Courtship, Copulation, and Pair Bond
Andean Flamingos are extremely social and have a series of ritualized displays which may serve not only to strengthen pair bonds but also possibly to synchronize breeding among the colony (22). In a study of captive birds, Lindgren and Pickering (22) describe the ritualized displays of Andean Flamingos, which collectively fall into three categories: 1) Ritualized Head Displays, 2) Ritualized Wing Displays, and 3) Locomotory Displays. A fourth display category is discussed under Agonistic Behavior.
Lindgren and Pickering (22) describe five Ritualized Head Displays: Head Flagging, Head Shake Preen, Twist Preen, Broken Neck, and Alert. Many of these displays are used together with other displays. For example, Head Flagging, Twist Preen, and Broken Neck displays were often used during the Marching Display (22).
Three Ritualized Wing Displays have been described: Wing Flap Salute, Inverted Wing Salute, and Wing Leg Tail Stretch. Like the various Ritualized Head Displays, many wing displays were performed either in concert with, or in a sequence with, other displays (22).

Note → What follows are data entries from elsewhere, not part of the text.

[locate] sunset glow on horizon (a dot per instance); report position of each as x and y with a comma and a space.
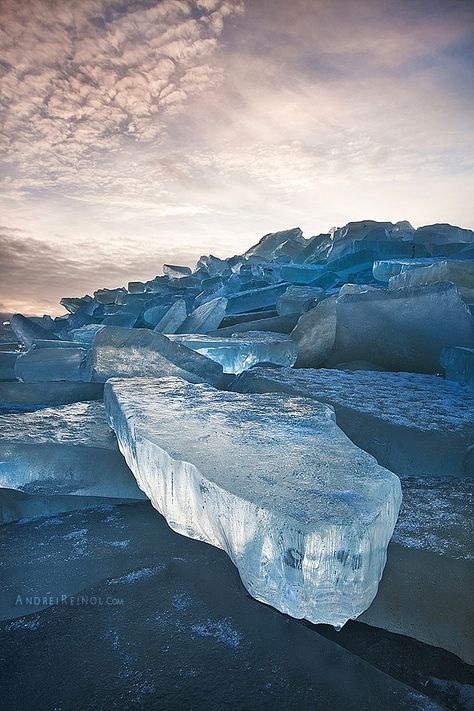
138, 132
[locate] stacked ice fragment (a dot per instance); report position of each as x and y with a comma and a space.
363, 319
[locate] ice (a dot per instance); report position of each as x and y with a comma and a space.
63, 450
443, 233
173, 318
27, 330
430, 567
373, 230
298, 299
53, 364
85, 336
131, 352
136, 287
275, 324
400, 330
458, 364
175, 271
238, 354
302, 273
186, 637
269, 243
307, 525
413, 424
7, 365
206, 317
459, 272
384, 269
30, 396
253, 299
108, 296
126, 319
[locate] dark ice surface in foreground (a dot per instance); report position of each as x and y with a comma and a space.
185, 634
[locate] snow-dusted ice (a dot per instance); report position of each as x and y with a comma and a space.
400, 330
63, 450
242, 352
413, 424
131, 352
458, 364
303, 513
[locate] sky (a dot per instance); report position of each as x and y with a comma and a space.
140, 132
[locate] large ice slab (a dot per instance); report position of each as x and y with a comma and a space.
460, 272
430, 567
253, 299
206, 317
63, 450
28, 330
7, 364
384, 269
173, 318
403, 329
270, 242
121, 352
413, 424
298, 299
238, 354
302, 512
31, 396
53, 364
458, 364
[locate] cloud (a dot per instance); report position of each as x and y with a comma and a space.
84, 82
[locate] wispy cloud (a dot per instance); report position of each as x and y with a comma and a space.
132, 128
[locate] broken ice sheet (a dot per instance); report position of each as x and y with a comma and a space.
303, 513
238, 354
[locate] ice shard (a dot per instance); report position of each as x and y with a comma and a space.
238, 354
253, 299
413, 424
303, 513
63, 450
206, 317
133, 352
53, 364
384, 269
298, 299
400, 330
173, 318
32, 396
459, 272
458, 364
27, 330
7, 364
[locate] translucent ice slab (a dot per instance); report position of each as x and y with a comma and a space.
53, 364
130, 352
63, 450
458, 364
413, 424
403, 329
303, 513
238, 354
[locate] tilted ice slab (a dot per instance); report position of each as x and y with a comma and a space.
122, 352
63, 450
32, 396
238, 354
303, 513
403, 329
458, 364
413, 424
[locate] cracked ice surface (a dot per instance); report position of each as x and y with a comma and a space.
307, 523
241, 353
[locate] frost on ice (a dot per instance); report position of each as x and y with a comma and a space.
303, 513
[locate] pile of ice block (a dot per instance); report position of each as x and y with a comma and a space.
267, 404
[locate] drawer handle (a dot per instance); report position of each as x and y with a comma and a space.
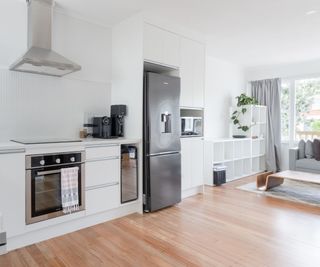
97, 145
101, 186
102, 159
12, 151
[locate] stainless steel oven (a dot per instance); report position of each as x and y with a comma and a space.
43, 184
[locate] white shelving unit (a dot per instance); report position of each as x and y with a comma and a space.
242, 157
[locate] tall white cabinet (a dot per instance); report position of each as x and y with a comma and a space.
192, 165
161, 46
185, 55
192, 73
185, 58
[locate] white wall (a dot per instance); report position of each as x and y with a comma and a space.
300, 69
127, 72
224, 81
35, 105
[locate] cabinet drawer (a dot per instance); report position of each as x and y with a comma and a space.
102, 152
102, 172
102, 199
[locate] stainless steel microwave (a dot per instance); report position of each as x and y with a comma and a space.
191, 126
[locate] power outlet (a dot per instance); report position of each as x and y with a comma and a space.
3, 238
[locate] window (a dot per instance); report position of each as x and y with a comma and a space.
300, 109
285, 107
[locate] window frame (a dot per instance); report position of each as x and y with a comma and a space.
292, 104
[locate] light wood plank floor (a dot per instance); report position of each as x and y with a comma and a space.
223, 227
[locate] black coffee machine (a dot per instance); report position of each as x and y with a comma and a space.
118, 112
102, 127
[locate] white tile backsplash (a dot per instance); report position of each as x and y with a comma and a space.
42, 106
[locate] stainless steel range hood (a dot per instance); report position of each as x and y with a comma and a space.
40, 58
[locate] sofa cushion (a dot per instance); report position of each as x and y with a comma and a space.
311, 164
302, 149
316, 149
309, 150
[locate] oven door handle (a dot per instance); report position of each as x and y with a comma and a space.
48, 172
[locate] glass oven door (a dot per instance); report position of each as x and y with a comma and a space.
44, 193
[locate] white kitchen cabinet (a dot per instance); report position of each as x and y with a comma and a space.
192, 73
191, 162
102, 172
197, 162
161, 46
186, 169
12, 192
102, 199
102, 178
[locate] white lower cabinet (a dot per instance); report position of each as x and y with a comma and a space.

Finally, Lindgren and Pickering (22) described four Locomotory Displays: Marching, Parading, Attempted Flights, and False Feeding. Marching and Parading often involved many birds, with Marching requiring more than 3 individuals, and Parading typically involving 10-15 individuals. False Feeding was performed either singly or in pairs (22).
Social and Interspecific Behavior
Nonpredatory Interspecific Interactions
Andean Flamingos nest in dense colonies, often with other flamingo species. At one colony in Bolivia, Andean, Chilean, and James’s flamingo were all nesting together in one colony that numbered about 3,000 birds total (3). Andean and Chilean flamingos were the dominant species, each numbering about 1,500 birds. Birds were equally likely to be nesting next to conspecific as heterospecific birds within the colony (3).
During all seasons when foraging, Andean Flamingo often associates and forages with both Chilean and James's flamingo (5, 17, 6). In one study, the abundance of Andean and Chilean flamingos were positively correlated (6), suggesting close associations. In another study on the breeding grounds, Andean and Chilean flamingos were found to overlap and encounter one another 3.4x more often than if they were uniformly distributed across lakes, while Andean and James's flamingos were more likely to encounter one another within a given lake, as they prefer the same portions of a lake, suggesting that Andean Flamingos are positively associated with both Chilean and James's flamingos, albeit at different scales (5).
During the winter the Laguna Mar Chiquita, in the Cordoba province of Argentina, Andean Flamingo coexist with James’s Flamingo and Chilean Flamingo (24). During their brief overlap, Andean Flamingos never foraged with the James’s Flamingo, but did associate with the Chilean Flamingo in mixed flocks (24).
Studies focusing on predation of the Andean Flamingo are lacking.
Kinds of Predators
Generalist predators are more likely to be a threat to the Andean Flamingo, including Andean Fox (Lycalopex culpaeus; 25). Andean Fox fecal matter was found to have flamingo present in its diet, but identification to species was not possible (25). Other generalist predators may also predate adults, chicks, and eggs, but the data is lacking.